I realize that is a tad theoretical. You’d probably have to be a little creative to set up the system in NuPIC.


#11

Hi @laurent,

What if you had 2 NuPIC models, one trained on all the samples of state 0 and the other on all examples of state 1. Then when a new sample sequence comes in you could run it through both and get total anomaly scores, and classify to whichever state model has the lower anomaly score.
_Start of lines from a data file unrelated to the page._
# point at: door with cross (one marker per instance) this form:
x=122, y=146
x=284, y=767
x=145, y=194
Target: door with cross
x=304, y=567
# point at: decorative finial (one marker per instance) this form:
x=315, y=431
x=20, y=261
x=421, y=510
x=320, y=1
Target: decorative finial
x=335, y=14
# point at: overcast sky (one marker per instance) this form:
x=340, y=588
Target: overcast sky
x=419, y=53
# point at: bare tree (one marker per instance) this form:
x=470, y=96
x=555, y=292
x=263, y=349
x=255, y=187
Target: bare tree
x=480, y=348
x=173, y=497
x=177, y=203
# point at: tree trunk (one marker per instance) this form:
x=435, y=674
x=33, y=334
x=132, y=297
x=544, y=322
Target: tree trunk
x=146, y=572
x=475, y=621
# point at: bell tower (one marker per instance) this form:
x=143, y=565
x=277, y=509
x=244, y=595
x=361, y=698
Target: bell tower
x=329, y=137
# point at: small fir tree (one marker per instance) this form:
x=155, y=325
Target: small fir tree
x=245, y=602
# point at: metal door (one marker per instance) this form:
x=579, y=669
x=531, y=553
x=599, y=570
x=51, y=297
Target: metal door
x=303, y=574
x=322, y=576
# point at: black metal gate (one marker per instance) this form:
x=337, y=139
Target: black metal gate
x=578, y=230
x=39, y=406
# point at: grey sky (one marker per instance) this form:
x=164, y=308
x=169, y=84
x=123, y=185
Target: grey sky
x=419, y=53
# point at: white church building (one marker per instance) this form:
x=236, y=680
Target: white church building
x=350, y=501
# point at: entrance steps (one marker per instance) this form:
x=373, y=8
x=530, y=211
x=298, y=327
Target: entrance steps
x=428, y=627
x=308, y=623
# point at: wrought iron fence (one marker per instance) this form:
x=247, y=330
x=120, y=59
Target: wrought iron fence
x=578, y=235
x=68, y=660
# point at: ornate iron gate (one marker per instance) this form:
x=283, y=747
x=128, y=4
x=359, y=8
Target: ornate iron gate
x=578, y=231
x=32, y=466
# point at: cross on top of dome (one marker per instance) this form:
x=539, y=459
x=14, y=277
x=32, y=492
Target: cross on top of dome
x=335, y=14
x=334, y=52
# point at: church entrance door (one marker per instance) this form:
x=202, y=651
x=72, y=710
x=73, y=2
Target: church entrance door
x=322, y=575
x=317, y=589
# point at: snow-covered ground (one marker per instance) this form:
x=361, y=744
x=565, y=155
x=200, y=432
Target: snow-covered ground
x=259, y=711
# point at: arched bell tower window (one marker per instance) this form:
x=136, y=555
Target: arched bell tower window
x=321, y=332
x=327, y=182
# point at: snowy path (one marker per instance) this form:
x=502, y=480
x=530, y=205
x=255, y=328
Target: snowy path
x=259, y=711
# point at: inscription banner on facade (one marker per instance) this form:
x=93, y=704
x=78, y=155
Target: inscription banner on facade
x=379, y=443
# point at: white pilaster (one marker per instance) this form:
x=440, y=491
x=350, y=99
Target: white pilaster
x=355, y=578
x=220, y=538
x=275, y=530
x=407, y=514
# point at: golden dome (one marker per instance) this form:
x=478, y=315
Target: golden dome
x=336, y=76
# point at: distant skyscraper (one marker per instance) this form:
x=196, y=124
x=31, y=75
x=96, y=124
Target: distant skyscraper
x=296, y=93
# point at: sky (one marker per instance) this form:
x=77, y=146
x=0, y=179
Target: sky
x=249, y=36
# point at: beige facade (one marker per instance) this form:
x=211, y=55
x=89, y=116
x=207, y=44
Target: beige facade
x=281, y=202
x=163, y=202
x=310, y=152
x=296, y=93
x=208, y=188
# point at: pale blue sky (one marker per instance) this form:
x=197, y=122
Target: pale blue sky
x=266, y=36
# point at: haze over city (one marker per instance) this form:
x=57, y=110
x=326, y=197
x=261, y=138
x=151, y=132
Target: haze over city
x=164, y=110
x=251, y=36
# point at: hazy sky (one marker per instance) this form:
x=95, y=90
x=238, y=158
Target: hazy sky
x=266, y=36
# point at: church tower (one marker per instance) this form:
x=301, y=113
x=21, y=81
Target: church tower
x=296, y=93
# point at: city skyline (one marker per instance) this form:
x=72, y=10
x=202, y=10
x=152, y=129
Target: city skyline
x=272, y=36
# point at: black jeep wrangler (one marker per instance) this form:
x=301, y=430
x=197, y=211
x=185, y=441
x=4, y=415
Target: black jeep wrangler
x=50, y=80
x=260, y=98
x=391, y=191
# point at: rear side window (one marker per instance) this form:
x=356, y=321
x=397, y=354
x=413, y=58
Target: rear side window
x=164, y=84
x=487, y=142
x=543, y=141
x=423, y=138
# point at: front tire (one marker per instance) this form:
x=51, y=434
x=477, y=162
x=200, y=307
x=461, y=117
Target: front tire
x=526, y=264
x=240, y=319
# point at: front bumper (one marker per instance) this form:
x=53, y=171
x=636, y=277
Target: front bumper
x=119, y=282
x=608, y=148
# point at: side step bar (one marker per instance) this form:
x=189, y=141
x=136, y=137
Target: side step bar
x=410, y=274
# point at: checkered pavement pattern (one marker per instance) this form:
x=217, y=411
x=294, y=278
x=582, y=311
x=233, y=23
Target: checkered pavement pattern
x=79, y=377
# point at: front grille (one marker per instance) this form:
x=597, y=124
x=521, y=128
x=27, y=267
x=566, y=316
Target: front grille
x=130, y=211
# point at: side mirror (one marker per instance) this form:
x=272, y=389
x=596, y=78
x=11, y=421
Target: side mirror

If there are many more sequences of state 0, then that model will have more training data and should usually be harder to surprise than the other model. This could imply that if a given sequence is getting a lower total anomaly score from the state 1-model then it could be distinguishing itself as state-1.

Of course this approach or any is sensitive to the encoding scheme so I’d definitely advise doing some exploration there first, to make sure the values of the different scales have appropriate amounts of overlap.


#12

Thank you all for your suggestions.
@rhyolight: with the above clarification on my dataset, any suggestion on your side ?


#13

The easiest way to try HTM on this would be to train only on state “0” data. How many sequences of this data do you have? If several thousand I would encode the times as deltas. Just send in one delta after the next until the sequence is through, then reset the TM every time.

Once the model has seen as much training data as you can give it, disable learning. Now give it some state “1” sequences and see how anomaly scores compare vs state “0”.


#14

Thanks for the advice. As I have about 13 000 samples of state 0, I think this is what I’m going to try first.

Also as the deltas span roughly 4 orders of magnitude (0.001 to 10) I was wondering what would be the most appropriate encoder to use or if applying a log transformation before the training would be in order.

Kr


#15

I think you will need to experiment, but a logarithmic encoding of the deltas is certainly something I would try.


#16

Hi Matt,

I’m currently trying the strategy you suggested. What I’m observing though is that the processing time to learn a new sequence seem to take longer as time goes (e.g an additional 20 sequences takes 30 seconds to learn after 200 sequences, 45 seconds after 400 sequences, 55 seconds after 600,…). is that an expected behavior ? (note: there is no memory swap happening)

Thanks.


#17

How do you define “learn a new sequence”?

This is typical of the TM when there are no resets. If you want to decrease model size, there is some good advice in HTM anomaly detection model too large for streaming analysis.


#18

A sequence is a set of 50 values the model is learning, then a reset happen (the sequence ID changes in the CSV file fed into the OPF model, declared as a ‘S’ column) and then another sequence of 50 values and so on,…

So what you are saying here is that the reset may not happen ?


#19

No, it should be happening, but I don’t know of any tests that look at how the model size grows with resets vs no resets. I thought that models that don’t reset would perform worse over time, but my intuition could be wrong. @Paul_Lamb do you have any thoughts on how well models perform (reset vs no reset)?


#20

If you do not use resets, the length of the sequence grows longer the more often it is repeated. For example, sequence A-B-C-D repeated for a number of times, the sequence of representations becomes:

With reset: A -> B’ -> C’ -> D’
Without a reset: A -> B’ -> C’ -> D’ -> A’ -> B’’ -> C’’ -> D’’ -> A’’ -> B’’’ -> C’’’ -> D’’’ …

In the second case (no reset) each time it reaches the end of the known sequence, the minicolumns for the next input bursts, and a new input is added to the end of the sequence. Because of the bursting, this results in the next input activating a union of that next input in all itterations of the repeating sequence. For example, if A bursted at the end of my above example, the next timesteps would have the following activity:

A -> B’+B’’+B’’’ -> C’+C’’+C’’’ -> D’+D’’+D’’’ -> A’+A’’+A’’’ -> B’’+B’’’ -> C’’+C’’’ -> D’’+D’’’ …

With the unions becoming more sparse each cycle through the repeating sequence. Since predictions are generated based on active cells, having all of these unions of activity that become denser and denser over time could definitely impact performance.